Friday, August 22, 2008
OK ... OK ... so I have been MIA. Well not totally as I have been posting everyday ... but at a minimum. I have been stressed to the max lately and I thought I would blog about it so ya'll don't think I am avoiding my plan.
Despite the stress, I have been logging my food everyday for the most part. I have been tracking water and goals also. I didn't want to blog about the stress cuz I like to keep my blogs happy and add a joke or two, but I need to have a way to rant so this is it.
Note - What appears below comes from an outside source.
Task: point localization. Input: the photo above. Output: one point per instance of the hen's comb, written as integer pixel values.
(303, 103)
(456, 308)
The biggest stress culprit at the moment is my job. I took this job about a year and half ago, it was supposed to be my dream job but it has turned into a nightmare. My job, basically, is to sit on my but with nothing to do and guess what is happening within the company. There is no communication, I have nothing to do except surf the internet all day and now I am not getting paid either. UGH! I should have guessed when the last 4 pay checks bounced that it was time to get out. But I didn't. So now I am holding a check that bounced and calling the bank everyday to check for funds available and since then I have two additional checks that he has given me that aren't any good! I just want to quit but I feel like if I quit I will go to the bottom of the line in the money department. I have taken money out of savings to pay the monthly bills and it is dwindling fast with no end in sight. The hubby is more than just a little irritated (not at me thankfully) with the boss and he wants to call him and give him a piece of his mind. He is so angry that we fought on our 23rd anniversary last Sunday. No job is worth all of this aggravation and I am looking, but the job market is pretty tight in this area. So I have no choice but to stay here until something pans out.
Next on the stress list. My son is moving to Moorhead to live with a friend and his mother to finish his senior year of high school. Moorhead is about 3 hours away from our house and making all of the arrangements for the move and school from this distance is frustrating. He is 18 and that has brought in a few complications with living with friend & his family. He needs to be added to the lease, go through a criminal background check, etc. Then when I think that he is 18 and should be able to do the school thing by himself ... he can't do it all of it alone. He needs me to fill out paperwork ... even though he is 18.
And finally ... I am hosting a baby shower for my daughter on Sunday ... with the lack of $$ cuz of the job it is making it difficult.